# Technical Document Extraction: GPT-4 Coherency Scores
## 1. Document Metadata
* **Title:** (a) GPT-4 coherency scores
* **Image Type:** Box and Whisker Plot
* **Language:** English
## 2. Component Isolation
### Header
* **Text:** "(a) GPT-4 coherency scores"
* **Function:** Defines the subject of the data: a comparison of coherency performance across different prompting methods using the GPT-4 model.
### Main Chart Area (Data Visualization)
The chart is a box plot comparing five distinct categories. The Y-axis represents a numerical score, and the X-axis represents the prompting method. A vertical dashed line separates the first three methods from the two "refined" methods.
#### Axis Information
* **Y-Axis (Vertical):** Numerical scale ranging from approximately 3 to 10. Major grid lines and labels are present at **4**, **6**, and **8**.
* **X-Axis (Horizontal):** Categorical labels for prompting methods:
1. **IO** (Input-Output)
2. **CoT** (Chain of Thought)
3. **ToT** (Tree of Thoughts)
4. **IO +refine**
5. **ToT +refine**
#### Legend/Color Coding
While there is no explicit floating legend box, the colors distinguish the base methods:
* **Blue:** Associated with "IO" and "IO +refine".
* **Orange/Brown:** Associated with "CoT".
* **Green:** Associated with "ToT" and "ToT +refine".
## 3. Data Extraction and Trend Analysis
The following table estimates the values based on the spatial positioning relative to the Y-axis grid lines (4, 6, 8).
| Method | Color | Median Score | Interquartile Range (Box) | Whiskers (Min/Max excluding outliers) | Outliers (Diamonds) |
| :--- | :--- | :--- | :--- | :--- | :--- |
| **IO** | Blue | ~6.3 | ~5.2 to ~7.4 | ~3.0 to ~8.6 | None visible |
| **CoT** | Orange | ~7.2 | ~6.3 to ~7.8 | ~4.4 to ~8.6 | 1 at ~4.0 |
| **ToT** | Green | ~7.8 | ~7.1 to ~8.4 | ~5.4 to ~9.2 | 4 between ~3.6 and ~4.8 |
| **IO +refine** | Blue | ~8.0 | ~7.3 to ~8.4 | ~5.8 to ~9.5 | 6 between ~4.2 and ~5.7 |
| **ToT +refine** | Green | ~8.0 | ~7.4 to ~8.4 | ~6.2 to ~9.2 | 4 between ~4.8 and ~5.8 |
### Trend Verification
1. **Performance Progression:** There is a clear upward trend in the median coherency score as the complexity of the prompting method increases (IO < CoT < ToT).
2. **Impact of Refinement:** The addition of a "+refine" step significantly raises the median score for the "IO" method (from ~6.3 to ~8.0). For "ToT", the median remains relatively stable at ~8.0, but the lower whisker moves up, suggesting a more consistent floor for performance.

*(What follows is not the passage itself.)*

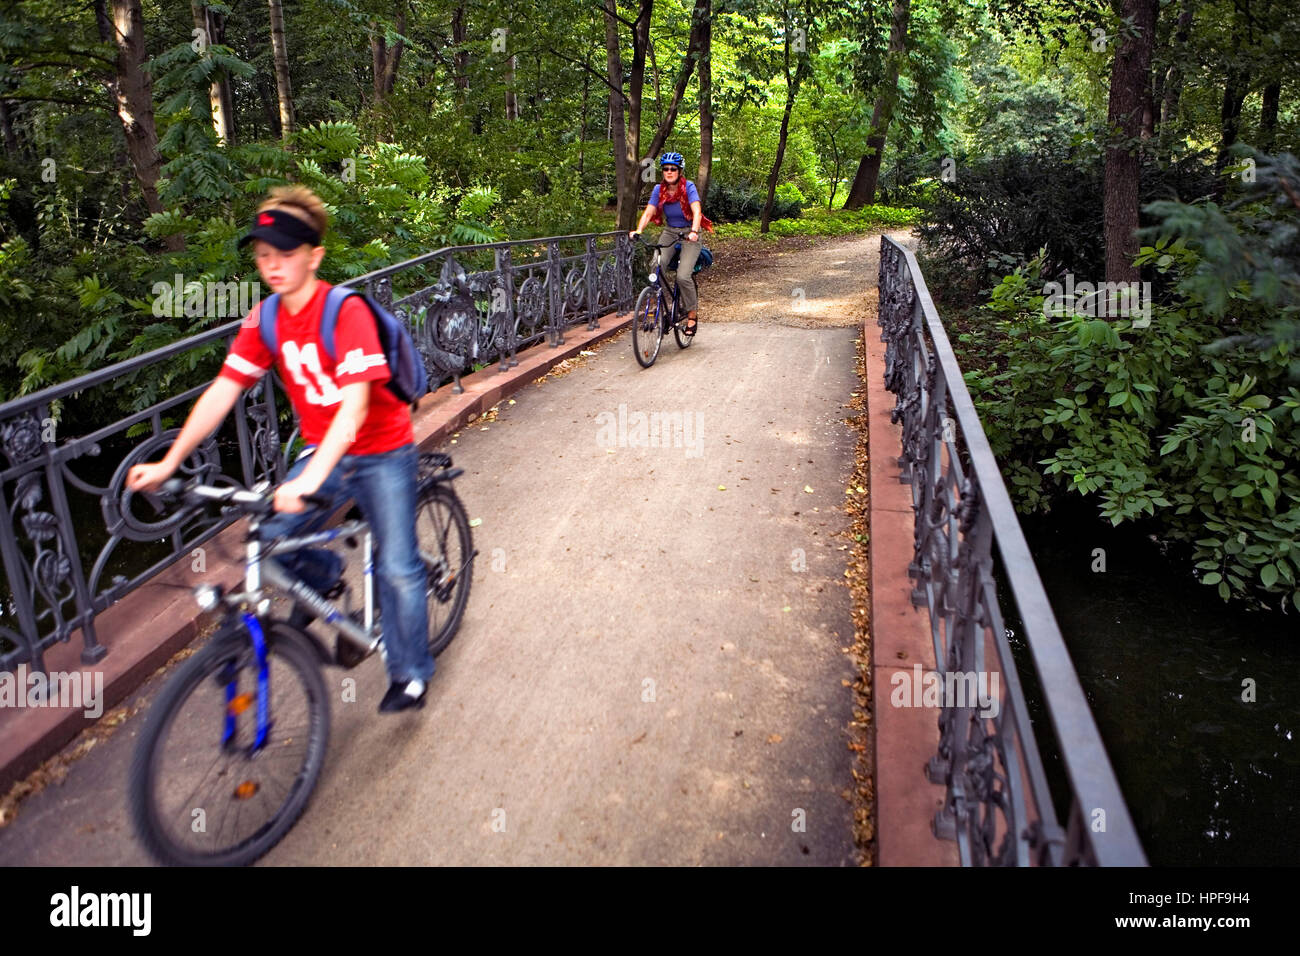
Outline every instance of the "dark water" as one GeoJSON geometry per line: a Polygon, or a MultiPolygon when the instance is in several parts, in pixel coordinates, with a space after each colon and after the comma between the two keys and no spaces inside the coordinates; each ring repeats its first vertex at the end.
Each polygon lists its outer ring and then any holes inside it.
{"type": "MultiPolygon", "coordinates": [[[[1079,507],[1022,524],[1150,863],[1300,862],[1300,614],[1224,605],[1162,555],[1151,529],[1114,529],[1079,507]]],[[[1030,713],[1047,750],[1036,700],[1030,713]]],[[[1045,763],[1064,793],[1059,757],[1045,763]]]]}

3. **Variance and Outliers:** As the median scores increase, the number of low-end outliers also increases, particularly for the "IO +refine" and "ToT +refine" methods, indicating that while the average performance is higher, there are still specific instances of significantly lower coherency.
## 4. Structural Summary
The diagram demonstrates that **Tree of Thoughts (ToT)** and **Refinement (+refine)** techniques yield higher coherency scores in GPT-4 compared to standard **Input-Output (IO)** or **Chain of Thought (CoT)** methods. The "IO +refine" method shows the most dramatic improvement over its base counterpart, reaching a median performance level comparable to "ToT +refine".